Woman climbs mountain for closure, to give back

As Lynne Garell sweated through a year of physical therapy, she started thinking about how to give back.

She had shattered her femur -- her thigh bone, the largest bone in the body -- in May 2001. When she had almost recovered, the metal plate doctors had inserted in her leg broke, sending her back to surgery and necessitating additional months of physical therapy.

All the while, she had two goals in the back of her mind: Climb a 14,000-foot mountain peak and give back to her physical therapists at SportsMed at Yampa Valley Medical Center.

"It's definitely the patient's responsibility to do the work, but it helps a lot to have people around to help you go through it and push you when you need to push it and encourage you when you need encouraging," Garell said.

Garell shattered her femur in a chance accident. She was riding her bike around town with her husband and as she turned a corner to go into her garage, a dog ran out in front of her and she crashed. She landed on the point of her handlebars.

An ambulance ride and 5 1/2 hours of surgery later, Garell found herself with a thick stainless steel late in her upper leg and months of physical therapy ahead.

With three to four hours of physical therapy three times a week, Garell started from the beginning again, eventually progressing from two crutches to one crutch to a cane.

Then, in March of the following year, the plate broke.

"I burst into tears, which I never do.
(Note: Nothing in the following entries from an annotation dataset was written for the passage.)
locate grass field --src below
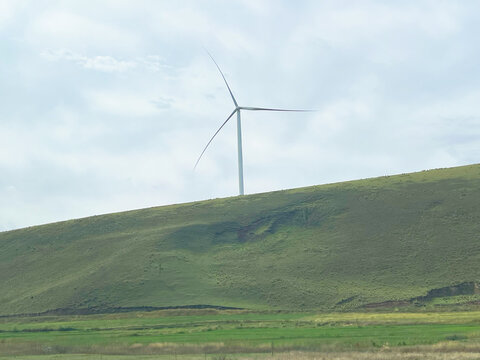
[0,165,480,315]
[0,310,480,359]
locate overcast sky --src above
[0,0,480,231]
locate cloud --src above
[40,49,169,72]
[0,0,480,229]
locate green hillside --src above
[0,165,480,314]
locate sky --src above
[0,0,480,231]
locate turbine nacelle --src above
[194,49,316,195]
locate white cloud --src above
[0,0,480,229]
[86,90,165,117]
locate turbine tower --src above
[194,51,315,195]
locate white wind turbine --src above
[194,51,315,195]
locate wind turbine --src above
[194,50,315,195]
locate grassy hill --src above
[0,165,480,314]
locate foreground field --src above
[0,310,480,360]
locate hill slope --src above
[0,165,480,314]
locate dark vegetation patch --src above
[0,305,243,318]
[364,281,480,309]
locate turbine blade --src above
[193,109,237,170]
[205,49,238,107]
[239,106,317,112]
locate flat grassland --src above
[0,309,480,360]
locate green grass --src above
[0,311,480,356]
[0,165,480,316]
I looked at the X-ray and it was like, 'Oh man,'" she said. "It was a real heartbreaker."

But Garell returned to physical therapy, pushing through the same exercises again and thinking about climbing her mountain.

Early this spring, she began to plan for the climb. She mailed letters to her friends and family telling them about her plan to raise funds for SportsMed as she climbed.
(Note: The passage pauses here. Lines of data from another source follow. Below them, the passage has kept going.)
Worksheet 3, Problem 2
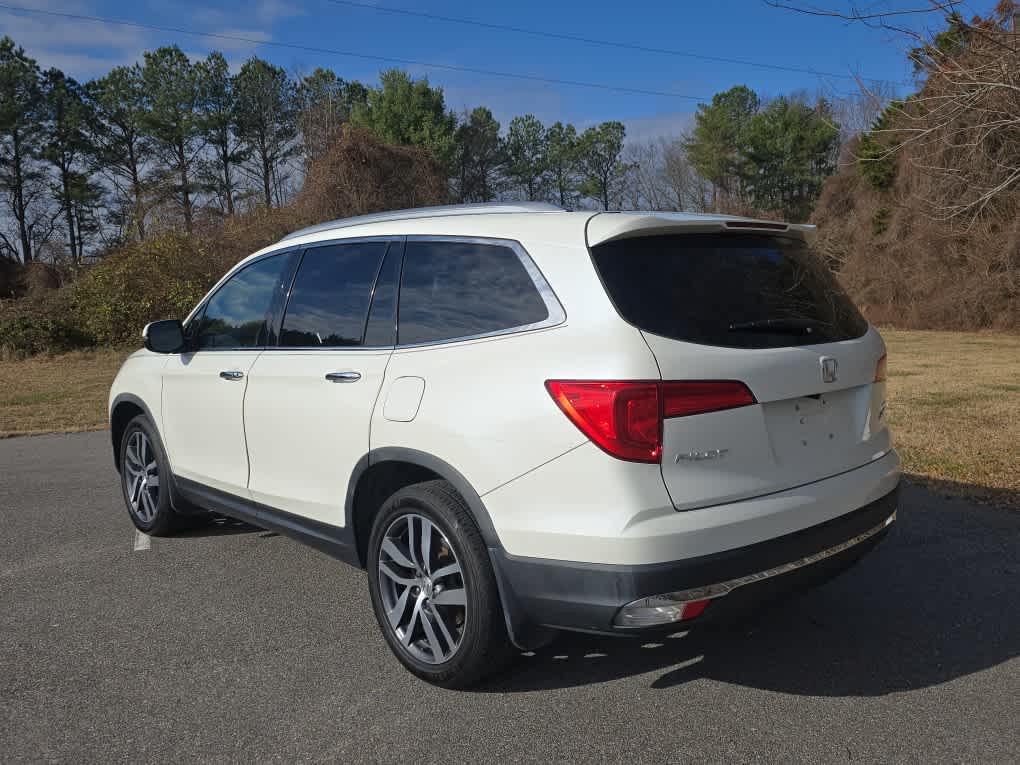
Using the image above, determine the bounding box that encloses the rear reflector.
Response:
[613,593,712,627]
[546,379,755,462]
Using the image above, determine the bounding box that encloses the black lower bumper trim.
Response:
[491,489,899,633]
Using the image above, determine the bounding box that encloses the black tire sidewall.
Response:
[366,485,508,687]
[120,414,174,536]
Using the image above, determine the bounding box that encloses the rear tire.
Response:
[120,414,182,537]
[367,480,513,689]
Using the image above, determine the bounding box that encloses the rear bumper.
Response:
[491,488,899,634]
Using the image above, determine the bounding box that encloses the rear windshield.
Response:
[592,234,868,348]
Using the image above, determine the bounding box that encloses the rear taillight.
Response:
[546,379,755,462]
[875,353,885,383]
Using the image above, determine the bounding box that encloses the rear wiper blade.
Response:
[729,318,825,335]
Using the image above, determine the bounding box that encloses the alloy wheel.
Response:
[378,513,467,664]
[123,430,159,524]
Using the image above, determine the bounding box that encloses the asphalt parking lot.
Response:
[0,432,1020,763]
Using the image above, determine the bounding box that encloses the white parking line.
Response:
[135,528,152,553]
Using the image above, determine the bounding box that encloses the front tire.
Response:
[120,414,180,537]
[367,480,512,687]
She collected $1,140 and then, on Aug. 23, after practice hikes and gym workouts, she hiked to the top of Gray's Peak with four other people.

The feeling of accomplishment from reaching the top was immense, but the biggest reward was the sense of closure she felt in the days afterward.

"I didn't expect this at all. I just had a very strong sense that that provided closure," she said. "That climbing a mountain was the end of that big old chapter."

It's helpful to have a goal to achieve when rehabilitation is over, Garell said. It keeps people motivated and once goals are accomplished, helps people put the experience behind them.

When Garell presented the check to SportsMed, the physical therapists she worked with were touched. The clinic doesn't know how it will use the money yet.

"She kind of went above and beyond, and that's just sort of the personality type she is," said Gina Tattershall-Gower, one of Garell's therapists. "She wanted to do something that would say thank you to everyone, and so to organize it and go out and get contributions and present it to us was really neat and meant a lot."